View(combination_counts)
least_common_combo <- combination_counts %>%
filter(Count == min(Count))
cat("\nleast Common Combinations:\n")
##
## least Common Combinations:
print(least_common_combo)
## # A tibble: 258 × 4
## # Groups: occupation, education [209]
## occupation education race Count
## <chr> <chr> <chr> <int>
## 1 " ?" " 10th" " Amer-Indian-Eskimo" 1
## 2 " ?" " 11th" " Amer-Indian-Eskimo" 1
## 3 " ?" " 11th" " Asian-Pac-Islander" 1
## 4 " ?" " 12th" " Black" 4
## 5 " ?" " 1st-4th" " Black" 2
## 6 " ?" " 5th-6th" " Black" 2
## 7 " ?" " 7th-8th" " Black" 2
## 8 " ?" " 9th" " Black" 3
## 9 " ?" " Assoc-acdm" " Black" 2
## 10 " ?" " Assoc-voc" " Asian-Pac-Islander" 1
## # ℹ 248 more rows
library(ggplot2)
ggplot(combination_counts, aes(x = combination_counts$occupation, y = combination_counts$Count))+ geom_bar(stat = "identity", position = position_dodge(width = 0.8)) +
facet_wrap(~combination_counts$education) +
labs(
x = "occupation",
y = "Count",
fill = "education",
title = "Grouped Barplot for occupation, count and education"
) +
theme_minimal() + scale_fill_discrete() + theme(legend.position = "top") + theme(axis.text.x = element_text(angle = 60, hjust = 1))
ggplot(combination_counts, aes(x = combination_counts$occupation, y = combination_counts$education, fill = combination_counts$Count)) +
geom_tile() +
scale_fill_gradient(low = "blue", high = "green") +
labs(x = "occupation", y = "education", fill = "Count") +
theme_minimal() +
theme(axis.text.x = element_text(angle = 45, hjust = 1))
ggplot(combination_counts, aes(x = combination_counts$race, y = combination_counts$education, fill = combination_counts$Count)) +
geom_tile() +
scale_fill_gradient(low = "orange", high ="white") +
labs(x = "race", y = "education", fill = "Count") +
theme_minimal() +
theme(axis.text.x = element_text(angle = 45, hjust = 1))

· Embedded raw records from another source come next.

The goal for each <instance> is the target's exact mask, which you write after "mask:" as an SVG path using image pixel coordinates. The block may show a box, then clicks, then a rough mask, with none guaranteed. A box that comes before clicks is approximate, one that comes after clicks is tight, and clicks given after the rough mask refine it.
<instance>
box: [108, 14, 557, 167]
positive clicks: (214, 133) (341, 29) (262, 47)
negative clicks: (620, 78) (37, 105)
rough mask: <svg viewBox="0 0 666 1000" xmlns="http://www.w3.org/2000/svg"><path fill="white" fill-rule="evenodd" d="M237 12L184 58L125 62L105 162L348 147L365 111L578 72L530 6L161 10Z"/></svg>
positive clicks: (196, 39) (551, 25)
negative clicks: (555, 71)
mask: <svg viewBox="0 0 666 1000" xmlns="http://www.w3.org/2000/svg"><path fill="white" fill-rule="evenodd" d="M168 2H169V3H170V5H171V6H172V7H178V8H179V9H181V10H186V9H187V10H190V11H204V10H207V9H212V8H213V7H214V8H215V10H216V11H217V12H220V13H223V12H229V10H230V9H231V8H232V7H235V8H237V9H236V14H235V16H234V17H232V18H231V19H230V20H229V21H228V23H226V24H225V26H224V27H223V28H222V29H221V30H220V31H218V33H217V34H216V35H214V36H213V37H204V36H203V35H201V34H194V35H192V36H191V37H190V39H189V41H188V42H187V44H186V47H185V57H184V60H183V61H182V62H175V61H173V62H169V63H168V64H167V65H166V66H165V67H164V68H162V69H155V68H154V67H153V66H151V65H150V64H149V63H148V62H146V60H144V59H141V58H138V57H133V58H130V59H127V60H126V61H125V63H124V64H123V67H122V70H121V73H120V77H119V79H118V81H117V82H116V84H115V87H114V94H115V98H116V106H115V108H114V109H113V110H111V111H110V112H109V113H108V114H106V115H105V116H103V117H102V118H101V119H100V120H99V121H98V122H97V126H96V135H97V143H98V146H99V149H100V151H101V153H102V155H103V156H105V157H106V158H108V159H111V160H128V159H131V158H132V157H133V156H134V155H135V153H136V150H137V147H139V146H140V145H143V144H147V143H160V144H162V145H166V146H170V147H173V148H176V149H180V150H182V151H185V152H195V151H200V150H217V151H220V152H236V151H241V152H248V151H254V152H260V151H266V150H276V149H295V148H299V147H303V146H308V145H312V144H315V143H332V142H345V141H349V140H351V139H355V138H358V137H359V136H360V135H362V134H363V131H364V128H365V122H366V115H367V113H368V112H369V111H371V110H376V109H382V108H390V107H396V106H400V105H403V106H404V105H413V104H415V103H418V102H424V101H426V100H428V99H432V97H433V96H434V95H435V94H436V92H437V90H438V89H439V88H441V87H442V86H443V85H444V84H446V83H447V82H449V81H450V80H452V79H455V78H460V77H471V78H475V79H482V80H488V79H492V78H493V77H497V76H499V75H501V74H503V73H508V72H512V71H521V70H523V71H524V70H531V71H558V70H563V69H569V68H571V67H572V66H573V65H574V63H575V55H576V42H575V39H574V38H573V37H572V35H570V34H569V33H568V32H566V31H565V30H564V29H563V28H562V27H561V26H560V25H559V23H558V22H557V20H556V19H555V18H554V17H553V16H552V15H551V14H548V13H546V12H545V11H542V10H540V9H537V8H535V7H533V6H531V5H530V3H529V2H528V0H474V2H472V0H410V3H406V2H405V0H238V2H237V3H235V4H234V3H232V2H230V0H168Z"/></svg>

From the whether graphs we can conclude few points like there are more white people who completed the HS grad education compared to others and people who completed the HS Grad study are more in the field of craft reparing occupation. Also most of the people who are doing some job are from mostly HS grad, pre-school and some college degree i.e. there are very few people who completed higher degree like phd. There are some fields in the dataset which has “?” as the instance. This value might not effect the categorical attribute, but definitely effects the numerical variable. This could mislead the analysis by not summarizing and aggregating the values. Hence, plotting against those variable makes no sense.